We performed genome-wide permutations to assess the significance of the genome-wide association results in the least-square linear regressions. We permuted the methylation values for the 21,289 autosomal probes (phenotypes), performed genome-wide association on the 21,289 permuted and normalized phenotypes, and repeated this procedure for 10 (cis-analyses) or 1 (trans-analyses) replicates selecting the best signal per probe per replicate. Results are presented at an FDR of 10%, meaning that an estimated 10% of the meQTLs are false positives. Results for additional FDR thresholds are shown in Additional file 1. FDR was calculated as the fraction of significant hits in the permuted versus the observed data at a given P-value threshold. The association analyses and FDR calculations were performed for all autosomal principal components and CpG-sites in the methylation data, and for all autosomal genes in the RNA-sequencing data.

We fitted a Bayesian hierarchical model 22 to test whether meQTLs were over-represented in transcription factor binding sites, histone-modifications, and with respect to distance to the probe. We extended the model to fit the methylation data, where the reference point was the location of the methylation probe. Each annotation category that we examined was included in the model while accounting for distance effects.

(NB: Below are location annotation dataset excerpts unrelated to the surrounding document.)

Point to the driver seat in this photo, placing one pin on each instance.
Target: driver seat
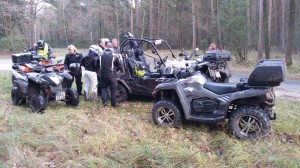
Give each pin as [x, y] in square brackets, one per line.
[220, 89]
[139, 55]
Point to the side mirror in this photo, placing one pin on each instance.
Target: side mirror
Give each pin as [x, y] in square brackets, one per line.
[153, 51]
[59, 61]
[52, 56]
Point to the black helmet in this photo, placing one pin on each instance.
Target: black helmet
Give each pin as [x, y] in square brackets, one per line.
[128, 35]
[73, 67]
[40, 44]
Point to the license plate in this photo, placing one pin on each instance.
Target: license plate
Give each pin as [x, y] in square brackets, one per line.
[60, 95]
[218, 75]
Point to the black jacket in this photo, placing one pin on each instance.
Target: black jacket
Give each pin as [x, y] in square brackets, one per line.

Genome annotation data were obtained from UCSC (hg18). Histone modification data were obtained from ChIP-seq reads from the ENCODE project (Bernstein lab) for GM12878 for seven histone marks. Histone modification categories were based on estimated peaks in the read-depth distribution (see Additional file 1).

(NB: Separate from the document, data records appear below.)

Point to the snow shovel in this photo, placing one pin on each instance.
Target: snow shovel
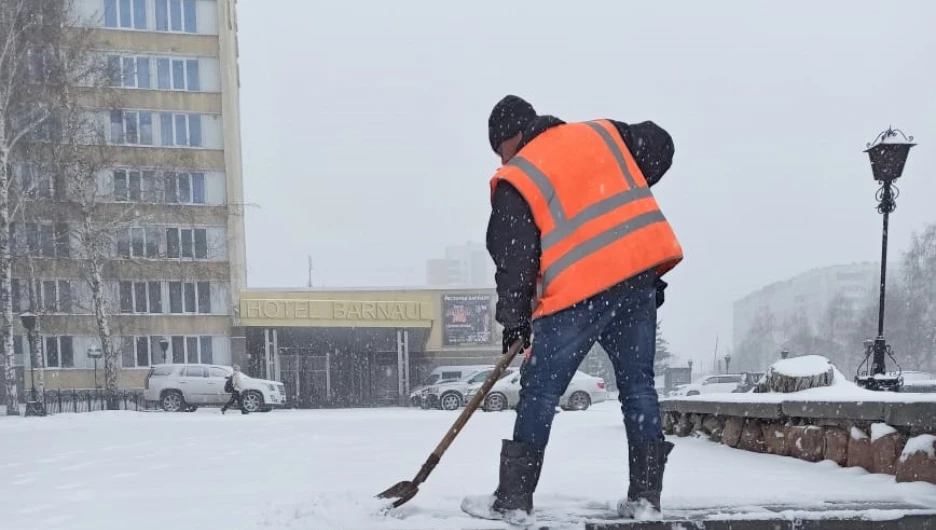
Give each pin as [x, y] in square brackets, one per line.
[406, 490]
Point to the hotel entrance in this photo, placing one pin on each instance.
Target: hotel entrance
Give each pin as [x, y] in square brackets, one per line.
[360, 348]
[337, 367]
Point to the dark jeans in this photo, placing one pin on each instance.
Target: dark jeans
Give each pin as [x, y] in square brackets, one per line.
[623, 320]
[235, 398]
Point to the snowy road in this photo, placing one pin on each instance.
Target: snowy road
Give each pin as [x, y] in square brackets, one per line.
[319, 469]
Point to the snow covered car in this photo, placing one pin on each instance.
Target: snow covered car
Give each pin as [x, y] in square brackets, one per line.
[583, 391]
[185, 387]
[450, 395]
[921, 382]
[443, 374]
[473, 389]
[711, 384]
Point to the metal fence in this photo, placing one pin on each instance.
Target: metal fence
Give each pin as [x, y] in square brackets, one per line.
[63, 401]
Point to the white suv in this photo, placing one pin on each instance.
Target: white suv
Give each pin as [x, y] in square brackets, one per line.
[185, 387]
[451, 395]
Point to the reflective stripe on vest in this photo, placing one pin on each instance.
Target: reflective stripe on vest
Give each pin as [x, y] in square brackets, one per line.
[631, 204]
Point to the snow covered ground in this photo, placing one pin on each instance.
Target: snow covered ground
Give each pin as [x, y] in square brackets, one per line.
[320, 469]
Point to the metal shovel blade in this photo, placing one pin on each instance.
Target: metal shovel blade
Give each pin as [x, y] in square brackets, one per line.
[401, 491]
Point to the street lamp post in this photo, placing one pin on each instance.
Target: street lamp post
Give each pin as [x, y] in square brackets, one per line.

Transcription factor binding site locations were estimated using the algorithm CENTIPEDE 40 57 . For the results presented here, CENTIPEDE started by identifying all matches in the genome to a large number of transcription factor binding motifs obtained from the TRANSFAC and JASPAR databases. It then estimated which potential binding sites are actually occupied by transcription factors in LCLs, by incorporating input data from sequence conservation, location with respect to nearby genes, and cell-specific experimental data, including DNaseI data. We used 1,136,620 non-overlapping sites from 751 transcription factor motif matches that overlapped 1,913 CpG-sites.